Certains journalistes algériens, dont on ne comprend pas très bien les motivations, bien qu’on en connaisse les mentors, nous ont présenté l’ouverture du Bureau du FBI à Alger et le dispositif « stratégique » américain qui se met doucement en place dans notre région, presque comme une bénédiction pour l’Algérie.
Enfin, nous disent-ils, avec une vraie emphase, les Américains arrivent. Ils vont régler définitivement et radicalement le problème des islamistes dans notre pays. Et ils poussent même le bouchon jusqu’à nous dire que les Américains sont là pour pallier à l’inaptitude du régime algérien.
Sachant que ce régime, dont ils ont d’ailleurs couvert les crimes tout le long de la décennie rouge, a mené contre les islamistes, et même contre tous les civils, une guerre sans règles, avec des méthodes d’extermination de subversion et de manipulation qui relèvent du crime contre l’humanité, et qu’ils ont réussi à réduire au silence le courant islamiste, nous serions tentés de demander à ces admirateurs d’américains, ce que ces derniers pourraient bien faire plus que nos « services de sécurité ». Lâcher une bombe atomique sur nous ?
En fait, ce travail d’ « information » sur la capacité des Américains à vaincre l’islamisme, s’appelle de la propagande. Ces journalistes ont été chargés de déblayer le terrain pour le bulldozer qui arrive.

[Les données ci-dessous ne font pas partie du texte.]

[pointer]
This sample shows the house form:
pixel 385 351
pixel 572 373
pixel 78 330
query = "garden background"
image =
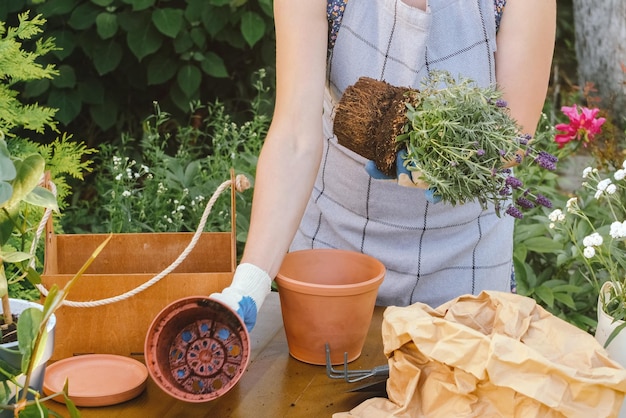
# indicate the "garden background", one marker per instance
pixel 155 100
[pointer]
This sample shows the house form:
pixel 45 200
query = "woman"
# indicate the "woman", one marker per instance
pixel 310 192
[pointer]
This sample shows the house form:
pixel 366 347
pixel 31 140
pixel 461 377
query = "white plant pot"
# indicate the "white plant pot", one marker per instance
pixel 606 324
pixel 11 354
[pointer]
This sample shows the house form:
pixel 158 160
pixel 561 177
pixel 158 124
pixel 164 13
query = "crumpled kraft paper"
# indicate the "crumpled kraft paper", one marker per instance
pixel 492 355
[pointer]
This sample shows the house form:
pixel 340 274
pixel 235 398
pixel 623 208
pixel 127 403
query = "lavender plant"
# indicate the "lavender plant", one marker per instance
pixel 462 141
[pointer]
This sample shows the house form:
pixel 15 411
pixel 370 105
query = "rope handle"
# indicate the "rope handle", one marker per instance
pixel 239 182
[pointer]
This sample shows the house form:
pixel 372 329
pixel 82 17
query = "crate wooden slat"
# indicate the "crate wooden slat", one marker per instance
pixel 128 261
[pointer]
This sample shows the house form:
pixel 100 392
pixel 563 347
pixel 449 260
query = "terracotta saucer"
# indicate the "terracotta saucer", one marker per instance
pixel 96 379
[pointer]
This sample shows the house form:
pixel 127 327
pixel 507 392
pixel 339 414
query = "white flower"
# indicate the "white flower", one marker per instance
pixel 618 230
pixel 571 204
pixel 593 240
pixel 556 215
pixel 603 184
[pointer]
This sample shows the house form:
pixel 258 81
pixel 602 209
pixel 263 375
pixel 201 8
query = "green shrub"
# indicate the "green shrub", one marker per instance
pixel 162 180
pixel 115 57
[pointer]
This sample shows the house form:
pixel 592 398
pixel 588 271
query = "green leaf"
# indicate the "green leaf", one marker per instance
pixel 6 190
pixel 543 245
pixel 28 174
pixel 36 88
pixel 107 57
pixel 140 4
pixel 189 78
pixel 214 19
pixel 67 101
pixel 198 36
pixel 161 69
pixel 106 25
pixel 56 7
pixel 7 168
pixel 214 66
pixel 168 21
pixel 42 197
pixel 144 41
pixel 105 114
pixel 91 91
pixel 65 42
pixel 266 6
pixel 27 331
pixel 83 16
pixel 15 256
pixel 183 43
pixel 252 27
pixel 191 173
pixel 66 78
pixel 33 276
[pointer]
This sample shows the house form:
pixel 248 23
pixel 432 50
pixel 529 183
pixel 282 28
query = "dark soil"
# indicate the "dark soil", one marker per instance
pixel 369 116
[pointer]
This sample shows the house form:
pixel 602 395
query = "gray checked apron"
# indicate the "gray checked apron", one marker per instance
pixel 433 252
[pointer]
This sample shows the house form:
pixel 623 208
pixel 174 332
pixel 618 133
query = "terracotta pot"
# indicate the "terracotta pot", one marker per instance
pixel 328 296
pixel 197 349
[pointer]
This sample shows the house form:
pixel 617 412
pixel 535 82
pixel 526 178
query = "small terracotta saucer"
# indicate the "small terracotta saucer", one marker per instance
pixel 96 379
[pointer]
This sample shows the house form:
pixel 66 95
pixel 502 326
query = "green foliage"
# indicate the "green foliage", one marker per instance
pixel 115 57
pixel 163 180
pixel 548 267
pixel 18 65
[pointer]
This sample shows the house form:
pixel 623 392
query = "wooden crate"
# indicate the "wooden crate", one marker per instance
pixel 128 261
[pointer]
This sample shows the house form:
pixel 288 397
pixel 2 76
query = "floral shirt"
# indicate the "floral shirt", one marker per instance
pixel 335 9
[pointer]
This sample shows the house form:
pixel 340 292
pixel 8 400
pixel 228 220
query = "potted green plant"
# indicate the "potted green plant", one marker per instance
pixel 26 327
pixel 452 137
pixel 595 222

La stratégie américaine qui consiste à se redéployer au nord de la méditerranée et de s’implanter solidement en Afrique du Nord, au Sahel et en Afrique noire, est entrée dans sa phase de mise en œuvre, depuis des mois déjà.
Ils ont déjà mis en place tout le support logistique et politique qui doit préparer leur installation et la prise en main des politiques régionales. L’allégeance du GSPC à la Qaeda, les rébellions touarègues au sud de l’Algérie, la réactivation du terrorisme dans le Maghreb, les intrusions de l’ambassadeur américain dans les affaires du régime, l’instruction de militaires algériens par l’armée américaine, les manœuvres communes en méditerranée, l’installation d’une base d’écoute dans le Sahara, la construction de la base dont les travaux ont été arrêtés pour le moment, et le bureau du FBI à Alger, tout cela procède d’une même démarche. Les Américains s’installent chez nous !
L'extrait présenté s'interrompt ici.